Ce cœur qui a tant souffert, encore si peureux,
Ne désire plus que vivre, au grand jour, heureux.

J’ai vu ta chaude larme, doucement couler,
Sur ta joue collée à la mienne, au plus près.
Ton énigmatique sourire, tout figé,
Prouvant s’il faut, ton calme et ta sagesse innés.

Ton sourire, à double lecture, angélique,
M’ensorcelle par son pouvoir très magique,
J’y lis en clair, un message magnifique,
Heureux d’en être récepteur idyllique.

J’ai deviné dans tes beaux yeux de l’angoisse,
Senti ton cœur battre à très grande vitesse,
Sûrement une peur cachée, qui t’oppresse,
Mais tes gestes acquirent plus d’allégresse.

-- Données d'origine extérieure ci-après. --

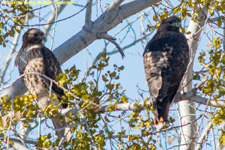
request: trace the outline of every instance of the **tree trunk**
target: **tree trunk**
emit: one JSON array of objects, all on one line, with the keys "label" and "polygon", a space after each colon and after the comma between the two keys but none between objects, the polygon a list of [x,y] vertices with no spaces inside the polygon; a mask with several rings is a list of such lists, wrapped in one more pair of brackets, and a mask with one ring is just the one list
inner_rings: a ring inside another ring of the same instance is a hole
[{"label": "tree trunk", "polygon": [[[195,1],[193,1],[193,4]],[[195,4],[196,5],[196,4]],[[189,69],[187,71],[187,76],[184,79],[183,85],[186,85],[184,87],[184,92],[188,92],[192,90],[192,75],[193,75],[193,61],[194,56],[196,53],[198,41],[201,35],[201,31],[204,28],[204,25],[206,23],[206,16],[207,11],[205,8],[202,8],[200,6],[197,6],[198,9],[202,9],[202,12],[198,14],[198,18],[200,19],[202,17],[202,20],[200,23],[195,23],[192,20],[189,23],[188,31],[191,32],[191,34],[187,35],[186,38],[188,39],[188,45],[190,49],[190,62]],[[181,150],[194,150],[195,148],[195,135],[196,135],[196,127],[197,124],[195,122],[195,109],[194,103],[185,100],[179,102],[180,106],[180,117],[181,117]]]}]

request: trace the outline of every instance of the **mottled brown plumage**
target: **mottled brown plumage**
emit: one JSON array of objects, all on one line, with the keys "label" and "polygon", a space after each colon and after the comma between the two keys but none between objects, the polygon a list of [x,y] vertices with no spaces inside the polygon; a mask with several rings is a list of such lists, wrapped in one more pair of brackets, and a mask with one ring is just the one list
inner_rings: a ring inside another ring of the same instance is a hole
[{"label": "mottled brown plumage", "polygon": [[170,104],[189,62],[189,48],[185,36],[179,32],[180,24],[181,20],[175,16],[164,19],[143,54],[157,128],[167,122]]},{"label": "mottled brown plumage", "polygon": [[[51,84],[44,77],[47,76],[55,79],[62,72],[55,55],[42,44],[44,39],[44,33],[41,30],[36,28],[29,29],[23,35],[23,44],[15,60],[20,75],[25,74],[22,78],[23,82],[29,92],[37,96],[36,100],[40,108],[46,107],[51,103],[54,105],[60,103],[60,101],[52,101],[52,93],[55,93],[59,97],[64,95],[61,88],[55,84]],[[65,107],[67,107],[66,104],[59,106],[59,108]],[[55,129],[66,126],[64,117],[54,117],[52,121]],[[69,128],[65,128],[64,130],[57,131],[56,134],[59,138],[66,135],[66,139],[69,140],[71,138],[69,130]]]}]

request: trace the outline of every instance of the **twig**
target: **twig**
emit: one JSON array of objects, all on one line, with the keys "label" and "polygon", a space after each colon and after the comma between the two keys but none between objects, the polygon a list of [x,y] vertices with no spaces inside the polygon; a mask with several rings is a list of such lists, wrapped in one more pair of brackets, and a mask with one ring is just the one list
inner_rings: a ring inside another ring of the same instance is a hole
[{"label": "twig", "polygon": [[102,6],[101,6],[101,0],[98,0],[98,7],[100,8],[101,12],[103,13]]},{"label": "twig", "polygon": [[210,122],[208,125],[207,125],[207,128],[204,130],[204,132],[202,133],[201,137],[198,139],[198,142],[197,142],[197,146],[195,148],[195,150],[200,150],[202,149],[202,144],[204,142],[204,140],[207,138],[208,134],[209,134],[209,131],[210,129],[213,127],[212,125],[212,122]]},{"label": "twig", "polygon": [[[83,124],[84,122],[85,122],[85,120],[82,120],[81,122],[77,122],[77,123],[69,124],[69,125],[67,125],[67,126],[64,126],[64,127],[58,128],[58,129],[54,129],[54,130],[55,130],[55,131],[61,131],[61,130],[66,129],[67,127],[72,128],[72,127],[75,127],[75,126],[81,125],[81,124]],[[62,140],[62,141],[63,141],[63,140]],[[59,145],[60,145],[60,144],[59,144]]]},{"label": "twig", "polygon": [[195,86],[195,89],[199,89],[203,84],[205,84],[205,82],[208,81],[208,77],[205,76],[201,82],[199,82],[196,86]]},{"label": "twig", "polygon": [[157,142],[158,142],[158,145],[159,145],[159,149],[163,150],[162,145],[161,145],[160,133],[156,133],[156,137],[157,137]]},{"label": "twig", "polygon": [[[57,21],[57,18],[58,18],[58,7],[56,6],[56,8],[55,9],[53,9],[53,10],[56,10],[56,13],[54,13],[53,12],[53,15],[55,15],[55,21]],[[52,51],[52,47],[53,47],[53,43],[54,43],[54,39],[55,39],[55,28],[56,28],[56,25],[57,25],[57,23],[55,23],[54,24],[54,26],[53,26],[53,35],[52,35],[52,41],[51,41],[51,47],[50,47],[50,50]],[[46,27],[48,27],[48,28],[46,28]],[[46,25],[45,26],[45,28],[47,29],[47,30],[50,30],[51,29],[51,25]],[[47,32],[49,32],[49,31],[47,31]],[[44,32],[45,33],[45,32]],[[48,33],[49,34],[49,33]],[[46,36],[46,34],[45,34],[45,36]]]},{"label": "twig", "polygon": [[[0,140],[3,140],[4,139],[4,134],[0,134]],[[20,139],[17,139],[17,138],[9,138],[10,141],[15,141],[15,142],[19,142],[19,143],[22,143]],[[23,139],[25,143],[28,143],[28,144],[36,144],[37,141],[34,141],[34,140],[28,140],[28,139]]]},{"label": "twig", "polygon": [[116,43],[116,39],[114,37],[108,35],[107,33],[100,34],[100,37],[113,43],[116,46],[116,48],[118,49],[118,51],[120,52],[122,58],[125,57],[122,48],[119,46],[119,44]]},{"label": "twig", "polygon": [[[87,5],[86,5],[86,6],[87,6]],[[29,27],[33,27],[33,26],[45,26],[45,25],[49,25],[49,24],[54,24],[54,23],[57,23],[57,22],[61,22],[61,21],[70,19],[70,18],[72,18],[72,17],[78,15],[80,12],[82,12],[82,11],[86,8],[86,6],[85,6],[84,8],[82,8],[80,11],[78,11],[77,13],[75,13],[75,14],[69,16],[69,17],[66,17],[66,18],[57,20],[57,21],[48,22],[48,23],[44,23],[44,24],[33,24],[33,25],[28,25],[28,24],[18,24],[18,23],[17,23],[17,24],[20,25],[20,26],[29,26]]]},{"label": "twig", "polygon": [[[65,1],[69,1],[69,0],[65,0]],[[65,4],[61,4],[56,10],[54,10],[51,14],[51,16],[48,18],[48,23],[50,24],[46,24],[45,28],[43,30],[43,32],[45,33],[45,35],[49,34],[50,29],[52,28],[52,23],[53,21],[56,22],[56,18],[59,16],[59,14],[63,11],[63,9],[66,7],[67,5]]]},{"label": "twig", "polygon": [[85,15],[85,26],[90,27],[92,24],[91,21],[91,14],[92,14],[92,0],[87,0],[87,8],[86,8],[86,15]]},{"label": "twig", "polygon": [[[143,36],[143,37],[141,37],[141,38],[135,40],[134,42],[132,42],[132,43],[130,43],[130,44],[124,46],[124,47],[122,48],[122,51],[124,51],[124,50],[130,48],[131,46],[134,46],[135,44],[137,44],[138,42],[142,41],[143,39],[146,39],[146,38],[147,38],[149,35],[151,35],[151,34],[152,34],[152,32],[150,32],[150,33],[146,34],[145,36]],[[115,54],[115,53],[117,53],[117,52],[118,52],[118,51],[112,51],[112,52],[107,52],[107,54],[108,54],[108,55],[112,55],[112,54]]]}]

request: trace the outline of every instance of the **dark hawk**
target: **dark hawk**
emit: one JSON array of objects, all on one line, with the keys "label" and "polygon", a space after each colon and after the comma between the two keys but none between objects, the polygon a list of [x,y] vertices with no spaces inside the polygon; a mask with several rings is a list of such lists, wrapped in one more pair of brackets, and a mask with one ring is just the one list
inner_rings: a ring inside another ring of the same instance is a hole
[{"label": "dark hawk", "polygon": [[189,47],[179,32],[181,20],[166,18],[144,51],[147,84],[153,101],[156,127],[166,124],[172,103],[189,62]]},{"label": "dark hawk", "polygon": [[[62,72],[55,55],[42,44],[44,39],[45,36],[41,30],[36,28],[29,29],[23,35],[23,44],[15,60],[20,75],[24,74],[22,81],[25,83],[29,92],[37,96],[36,100],[40,108],[49,106],[51,103],[54,105],[60,104],[60,101],[52,100],[53,93],[59,98],[64,95],[61,88],[57,87],[54,83],[51,84],[44,77],[47,76],[55,80],[55,77]],[[59,108],[66,107],[66,104],[59,106]],[[66,126],[65,117],[53,117],[52,121],[55,129]],[[69,128],[57,131],[56,134],[59,138],[65,136],[67,140],[71,137]]]}]

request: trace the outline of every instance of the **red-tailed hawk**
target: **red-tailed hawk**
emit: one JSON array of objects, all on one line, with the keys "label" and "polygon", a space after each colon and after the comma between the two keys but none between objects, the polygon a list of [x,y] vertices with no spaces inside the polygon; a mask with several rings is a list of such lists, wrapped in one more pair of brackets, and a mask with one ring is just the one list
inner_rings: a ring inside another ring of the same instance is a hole
[{"label": "red-tailed hawk", "polygon": [[181,20],[164,19],[144,52],[144,67],[153,100],[154,121],[161,128],[166,122],[170,104],[178,90],[189,62],[185,36],[179,32]]},{"label": "red-tailed hawk", "polygon": [[[22,81],[25,83],[30,93],[37,96],[36,100],[40,108],[50,105],[58,105],[60,101],[52,101],[52,93],[59,97],[64,95],[61,88],[46,79],[43,74],[51,79],[62,72],[60,64],[55,55],[42,44],[45,39],[44,33],[36,28],[29,29],[23,35],[23,44],[18,52],[15,64],[18,65],[20,75],[25,74]],[[52,87],[50,87],[52,85]],[[66,108],[66,104],[62,104],[59,108]],[[55,129],[66,126],[64,117],[52,118]],[[67,140],[71,138],[69,128],[57,131],[56,134],[59,138],[63,136]]]}]

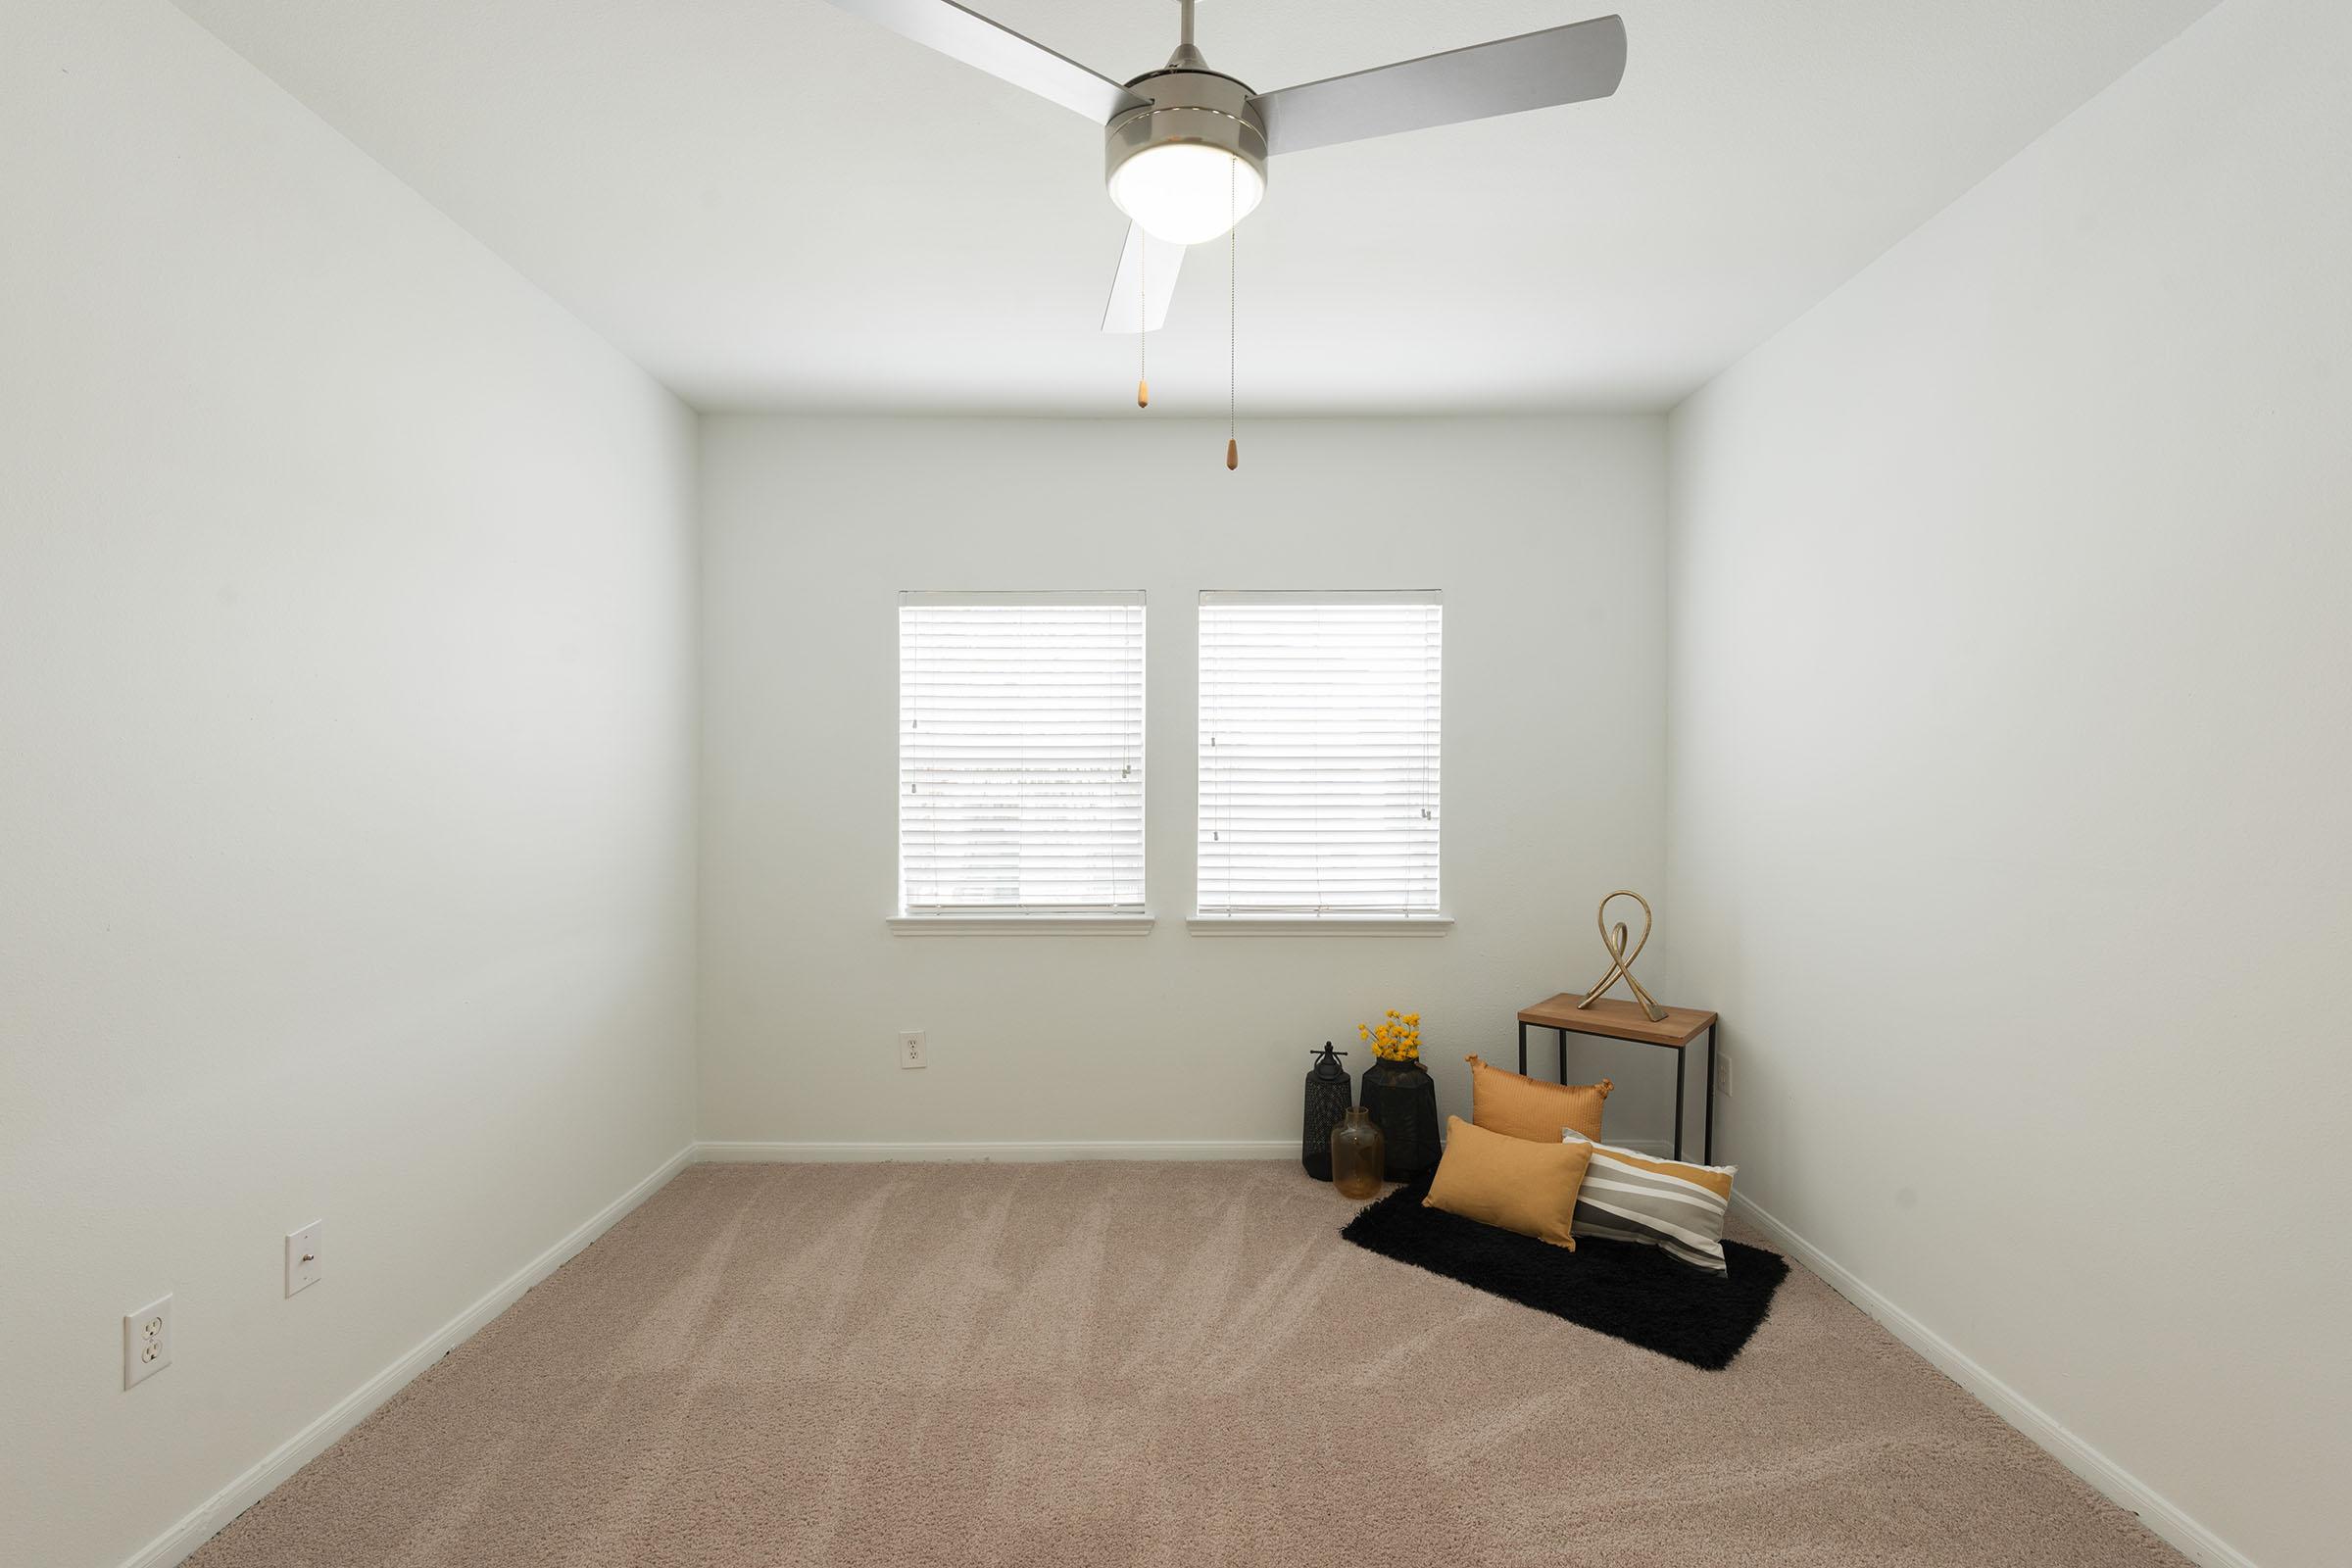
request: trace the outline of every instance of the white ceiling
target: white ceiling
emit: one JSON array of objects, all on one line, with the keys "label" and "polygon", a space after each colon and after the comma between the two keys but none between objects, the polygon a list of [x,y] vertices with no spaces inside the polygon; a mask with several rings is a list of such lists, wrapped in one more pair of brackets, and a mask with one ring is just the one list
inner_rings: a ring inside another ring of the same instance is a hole
[{"label": "white ceiling", "polygon": [[[1077,116],[825,0],[178,0],[705,409],[1113,413],[1125,220]],[[975,0],[1106,75],[1171,0]],[[1260,89],[1607,0],[1203,0]],[[2214,0],[1622,0],[1614,98],[1275,161],[1245,412],[1670,406]],[[1152,336],[1223,412],[1225,257]]]}]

A maintes reprises, nous avons ajourné,
Cette coquette union enfin réalisée.
A loin remonte ce rêve, tant souhaité,
Demeuré depuis un fantasme refoulé.

J’ai compris, la bonne raison de ton ardeur.
Tu souhaitais cette rencontre de tout cœur,
Pour goûter, au fruit interdit et son bonheur,
Oublier un instant, la terre et ses malheurs.

On dit que les larmes soulagent les femmes,
Un beau sourire, sans larme a plus de charme,
Laisse l’amoureux espérer et le désarme,
Calme la détresse et met fin à l’alarme.

A. SALEMI. Le 27 Novembre 2016.
Tous droits réservés.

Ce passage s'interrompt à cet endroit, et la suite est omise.